System Configuration of Composition Search System

First, a system configuration of a composition search system that realizes the composition search method according to the second embodiment will be described using FIG. 6 with reference to FIG. 7 and FIG. 8. FIG. 6 is a second diagram illustrating an example of the system configuration of the composition search system. FIG. 7 and FIG. 8 are second and third diagrams illustrating examples of the graph indicating the relationship between the predicted value and the weighted distance.

The differences from the system configuration described with reference to FIG. 1 in the first embodiment are that, in the case of the system configuration illustrated in FIG. 6, the predicting device 120 includes a classifying unit 601, and a function of a display unit 602 is different from the function of the display unit 123.

The classifying unit 601 groups the predicted values calculated by the predicting unit 122 based on the weighted distance of the prediction data with respect to the training data. Additionally, the classifying unit 601 notifies the display unit 602 of a result of the grouping. Here, the grouping method by the classifying unit 601 may be selected suitably, and for example, either a method of equally dividing the weighted distance by a predetermined value between zero and one or a method of dividing the weighted distance such that the number of data in each group after the dividing is identical may be selected. Additionally, the number of groups may be a number set in advance or a number set by the user.

Additionally, the classifying unit 601 calculates an acquisition function serving as a reference when determining whether the prediction data is the search candidate, and notifies the display unit 602 of a result of the calculating. Specifically, the classifying unit 601 calculates the acquisition function using the following Equation (4), for example.

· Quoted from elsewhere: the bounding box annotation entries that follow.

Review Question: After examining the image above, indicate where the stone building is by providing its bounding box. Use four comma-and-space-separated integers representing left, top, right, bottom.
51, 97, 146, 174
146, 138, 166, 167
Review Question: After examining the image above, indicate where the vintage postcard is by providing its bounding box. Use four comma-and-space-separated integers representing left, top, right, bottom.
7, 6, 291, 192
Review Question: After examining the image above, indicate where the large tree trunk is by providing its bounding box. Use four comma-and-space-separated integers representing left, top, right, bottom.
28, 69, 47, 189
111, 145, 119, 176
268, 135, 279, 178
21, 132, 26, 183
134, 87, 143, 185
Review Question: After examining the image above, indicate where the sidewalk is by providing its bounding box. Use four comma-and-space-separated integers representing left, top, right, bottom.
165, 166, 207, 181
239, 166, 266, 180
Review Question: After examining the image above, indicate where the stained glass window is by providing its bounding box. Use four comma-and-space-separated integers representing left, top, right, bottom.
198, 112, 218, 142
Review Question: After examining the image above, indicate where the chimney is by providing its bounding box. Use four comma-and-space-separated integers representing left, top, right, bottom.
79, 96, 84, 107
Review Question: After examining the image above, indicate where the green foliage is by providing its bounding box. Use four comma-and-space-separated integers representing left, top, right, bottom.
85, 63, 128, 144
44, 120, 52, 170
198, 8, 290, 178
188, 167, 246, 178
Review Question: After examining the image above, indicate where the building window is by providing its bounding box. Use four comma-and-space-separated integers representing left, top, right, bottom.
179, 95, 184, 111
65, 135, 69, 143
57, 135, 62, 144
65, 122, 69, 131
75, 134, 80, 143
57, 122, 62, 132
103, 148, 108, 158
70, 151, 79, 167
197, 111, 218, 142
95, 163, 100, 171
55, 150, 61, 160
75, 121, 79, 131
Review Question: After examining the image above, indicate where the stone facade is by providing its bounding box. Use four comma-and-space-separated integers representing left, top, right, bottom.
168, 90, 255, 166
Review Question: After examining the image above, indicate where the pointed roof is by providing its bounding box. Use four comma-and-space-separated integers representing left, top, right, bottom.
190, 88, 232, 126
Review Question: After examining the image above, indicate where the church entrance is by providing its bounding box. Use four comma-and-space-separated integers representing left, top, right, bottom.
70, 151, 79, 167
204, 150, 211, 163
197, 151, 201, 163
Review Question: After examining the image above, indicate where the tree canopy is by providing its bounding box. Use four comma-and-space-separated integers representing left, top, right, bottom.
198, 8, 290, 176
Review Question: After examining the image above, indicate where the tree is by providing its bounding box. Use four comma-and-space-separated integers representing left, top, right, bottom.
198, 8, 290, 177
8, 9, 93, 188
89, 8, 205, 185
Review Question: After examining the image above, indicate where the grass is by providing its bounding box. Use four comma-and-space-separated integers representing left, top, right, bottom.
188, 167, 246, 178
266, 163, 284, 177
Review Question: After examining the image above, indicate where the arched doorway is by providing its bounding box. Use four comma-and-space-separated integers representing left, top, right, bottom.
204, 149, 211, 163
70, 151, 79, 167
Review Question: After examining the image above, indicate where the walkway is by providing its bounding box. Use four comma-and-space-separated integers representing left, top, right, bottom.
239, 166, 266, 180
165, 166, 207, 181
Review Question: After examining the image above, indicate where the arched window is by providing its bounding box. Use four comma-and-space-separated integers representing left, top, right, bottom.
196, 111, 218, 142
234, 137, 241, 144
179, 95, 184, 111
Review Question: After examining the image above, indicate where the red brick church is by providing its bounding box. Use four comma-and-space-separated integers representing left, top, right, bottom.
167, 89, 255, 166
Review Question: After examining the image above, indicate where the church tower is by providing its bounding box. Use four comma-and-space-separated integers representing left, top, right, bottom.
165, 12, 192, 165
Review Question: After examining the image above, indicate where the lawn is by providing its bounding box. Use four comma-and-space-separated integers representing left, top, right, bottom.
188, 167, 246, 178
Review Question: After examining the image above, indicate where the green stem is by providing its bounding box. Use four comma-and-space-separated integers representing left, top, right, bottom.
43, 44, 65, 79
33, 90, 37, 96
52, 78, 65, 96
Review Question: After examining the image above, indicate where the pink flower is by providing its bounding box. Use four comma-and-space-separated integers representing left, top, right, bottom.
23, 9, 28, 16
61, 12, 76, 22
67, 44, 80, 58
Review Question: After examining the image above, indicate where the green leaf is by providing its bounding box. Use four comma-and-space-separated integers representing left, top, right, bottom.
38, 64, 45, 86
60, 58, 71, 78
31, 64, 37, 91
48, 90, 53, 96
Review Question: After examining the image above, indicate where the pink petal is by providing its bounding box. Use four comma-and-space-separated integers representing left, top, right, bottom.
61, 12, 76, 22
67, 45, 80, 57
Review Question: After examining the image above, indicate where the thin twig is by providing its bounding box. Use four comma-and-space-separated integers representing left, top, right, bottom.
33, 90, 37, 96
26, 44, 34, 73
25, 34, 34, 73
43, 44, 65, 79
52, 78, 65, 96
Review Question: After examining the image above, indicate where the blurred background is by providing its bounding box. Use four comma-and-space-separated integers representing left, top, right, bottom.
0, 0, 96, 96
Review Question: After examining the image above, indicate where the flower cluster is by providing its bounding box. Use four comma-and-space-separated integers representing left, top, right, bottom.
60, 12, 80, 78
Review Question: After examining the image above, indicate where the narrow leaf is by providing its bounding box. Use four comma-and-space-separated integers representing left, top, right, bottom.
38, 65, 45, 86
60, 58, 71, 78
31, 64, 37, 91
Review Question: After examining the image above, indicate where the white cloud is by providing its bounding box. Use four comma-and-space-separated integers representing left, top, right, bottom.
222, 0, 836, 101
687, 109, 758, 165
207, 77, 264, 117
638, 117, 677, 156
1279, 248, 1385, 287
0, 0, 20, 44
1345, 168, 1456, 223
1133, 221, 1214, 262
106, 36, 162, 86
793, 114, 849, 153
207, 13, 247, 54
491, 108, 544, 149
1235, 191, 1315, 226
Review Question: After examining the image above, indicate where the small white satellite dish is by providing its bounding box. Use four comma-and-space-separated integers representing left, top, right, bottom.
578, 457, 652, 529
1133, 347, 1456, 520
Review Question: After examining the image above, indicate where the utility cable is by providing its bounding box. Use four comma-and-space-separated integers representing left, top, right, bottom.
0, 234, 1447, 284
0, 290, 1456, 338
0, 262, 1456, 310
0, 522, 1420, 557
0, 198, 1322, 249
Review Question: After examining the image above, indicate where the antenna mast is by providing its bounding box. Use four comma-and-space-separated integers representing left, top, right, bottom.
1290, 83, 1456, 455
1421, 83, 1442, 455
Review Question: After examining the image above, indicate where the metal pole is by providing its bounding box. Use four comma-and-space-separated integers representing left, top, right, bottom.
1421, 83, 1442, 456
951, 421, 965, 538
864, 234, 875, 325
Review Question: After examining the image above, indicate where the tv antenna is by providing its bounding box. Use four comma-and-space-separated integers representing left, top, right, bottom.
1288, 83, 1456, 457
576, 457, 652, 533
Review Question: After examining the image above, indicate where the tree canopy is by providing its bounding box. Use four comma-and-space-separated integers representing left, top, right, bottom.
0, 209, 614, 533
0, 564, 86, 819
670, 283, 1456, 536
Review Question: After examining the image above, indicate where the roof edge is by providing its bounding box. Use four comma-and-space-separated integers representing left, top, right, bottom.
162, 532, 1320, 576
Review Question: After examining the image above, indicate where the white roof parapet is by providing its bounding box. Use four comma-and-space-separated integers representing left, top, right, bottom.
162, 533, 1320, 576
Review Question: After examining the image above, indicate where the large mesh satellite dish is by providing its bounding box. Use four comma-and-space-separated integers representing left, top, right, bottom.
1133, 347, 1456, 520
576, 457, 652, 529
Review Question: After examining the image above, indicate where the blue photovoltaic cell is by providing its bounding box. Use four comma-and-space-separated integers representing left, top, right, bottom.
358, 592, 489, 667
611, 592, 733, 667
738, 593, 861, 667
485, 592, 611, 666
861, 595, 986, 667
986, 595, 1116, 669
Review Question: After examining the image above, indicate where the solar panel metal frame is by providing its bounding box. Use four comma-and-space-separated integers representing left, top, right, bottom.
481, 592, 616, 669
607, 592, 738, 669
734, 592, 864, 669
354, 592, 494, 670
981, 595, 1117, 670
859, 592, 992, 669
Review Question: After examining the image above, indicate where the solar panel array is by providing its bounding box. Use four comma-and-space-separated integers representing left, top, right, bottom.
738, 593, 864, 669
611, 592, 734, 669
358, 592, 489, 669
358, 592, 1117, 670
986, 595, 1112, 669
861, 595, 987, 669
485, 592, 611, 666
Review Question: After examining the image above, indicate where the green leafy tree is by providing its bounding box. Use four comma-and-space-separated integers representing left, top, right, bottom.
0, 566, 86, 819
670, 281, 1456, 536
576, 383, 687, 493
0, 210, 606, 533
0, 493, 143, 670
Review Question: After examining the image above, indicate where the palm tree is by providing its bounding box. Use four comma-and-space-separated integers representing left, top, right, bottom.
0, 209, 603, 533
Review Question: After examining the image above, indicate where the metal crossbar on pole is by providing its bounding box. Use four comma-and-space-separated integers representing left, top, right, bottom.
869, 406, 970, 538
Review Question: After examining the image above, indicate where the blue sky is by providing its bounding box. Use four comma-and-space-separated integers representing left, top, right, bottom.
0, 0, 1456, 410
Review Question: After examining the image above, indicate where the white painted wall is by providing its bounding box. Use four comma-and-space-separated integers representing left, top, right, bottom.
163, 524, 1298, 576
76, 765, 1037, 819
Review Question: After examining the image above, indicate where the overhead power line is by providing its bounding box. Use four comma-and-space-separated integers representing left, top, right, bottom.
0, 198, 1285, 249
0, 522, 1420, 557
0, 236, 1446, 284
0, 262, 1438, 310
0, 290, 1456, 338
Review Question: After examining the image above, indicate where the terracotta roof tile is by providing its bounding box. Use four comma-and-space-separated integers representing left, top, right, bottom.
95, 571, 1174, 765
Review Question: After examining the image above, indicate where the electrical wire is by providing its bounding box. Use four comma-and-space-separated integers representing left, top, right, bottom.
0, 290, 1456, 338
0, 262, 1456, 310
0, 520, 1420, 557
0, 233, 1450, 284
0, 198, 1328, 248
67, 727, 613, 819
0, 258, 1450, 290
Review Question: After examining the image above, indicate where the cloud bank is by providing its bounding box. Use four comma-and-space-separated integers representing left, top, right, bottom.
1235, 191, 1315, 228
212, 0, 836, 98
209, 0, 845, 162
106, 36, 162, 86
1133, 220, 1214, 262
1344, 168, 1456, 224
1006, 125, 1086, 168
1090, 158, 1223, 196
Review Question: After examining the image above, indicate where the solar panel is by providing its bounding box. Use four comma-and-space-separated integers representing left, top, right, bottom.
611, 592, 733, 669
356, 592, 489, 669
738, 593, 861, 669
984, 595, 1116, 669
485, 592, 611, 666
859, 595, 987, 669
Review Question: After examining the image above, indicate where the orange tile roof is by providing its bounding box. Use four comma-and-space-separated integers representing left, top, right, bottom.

$\begin{matrix} [Eq . 4] &  \\ Acq (X_{i}) = (1 - s_{g}) * f (X_{i}) + s_{g} * D_{i} & (4) \end{matrix}$

$(0 \leq s_{g} \leq 1)$

Here, X_iis the i-th prediction data, Acq (X_i) is the acquisition function of the i-th prediction data, f (X_i) is a value obtained by scaling the predicted value of the i-th prediction data to a value between zero and one, inclusive, S_gis a weighting factor in the g-th group, and D_iis the weighted distance of the i-th prediction data to the training data. S_gmay be set to 0 in all the groups. In that case, the acquisition function Acq (X_i) is equal to the predicted value f (X_i). s_gcan be set by the user, and when s_gis not 0 in all the groups, the candidate selection can be achieved in which consideration is given to the weighted distance (D_i) with respect to the training data in the group.

The display unit 602 displays multiple relations between the predicted values and the weighted distances, and outputs the corresponding prediction data as the search candidate in the order in which the acquisition function is higher for each group. Specifically, the prediction data (the information related to the composition) is selected from each group in the order in which the acquisition function is higher, and is output as the search candidate.

Here, the number of the search candidates output from each group can be appropriately set for each group, and can be set by the user in consideration of an experimental environment. For example, the user may set it such that the search candidates are equally output in each group. Alternatively, the user may set it such that the number of the search candidates output from a group having a long weighted distance is greater. In this case, the search can be performed with an emphasis on a composition having a long weighted distance with respect to the training data.

The example of FIG. 7 indicates a state in which, when multiple relationships between the predicted values and the weighted distances are displayed, the predicted values are plotted on a two dimensional graph with the weighted distances on the horizontal axis and the predicted values on the vertical axis, and the predicted values for which the acquisition function is high are displayed with numbering, and the corresponding prediction data is output as the search candidate.

Here, the above description assumes that the classifying unit 601 groups the prediction values and calculates the acquisition function, and the display unit 602 displays the predicted value for which the acquisition function is high with numbering for each group and outputs the corresponding prediction data as the search candidate.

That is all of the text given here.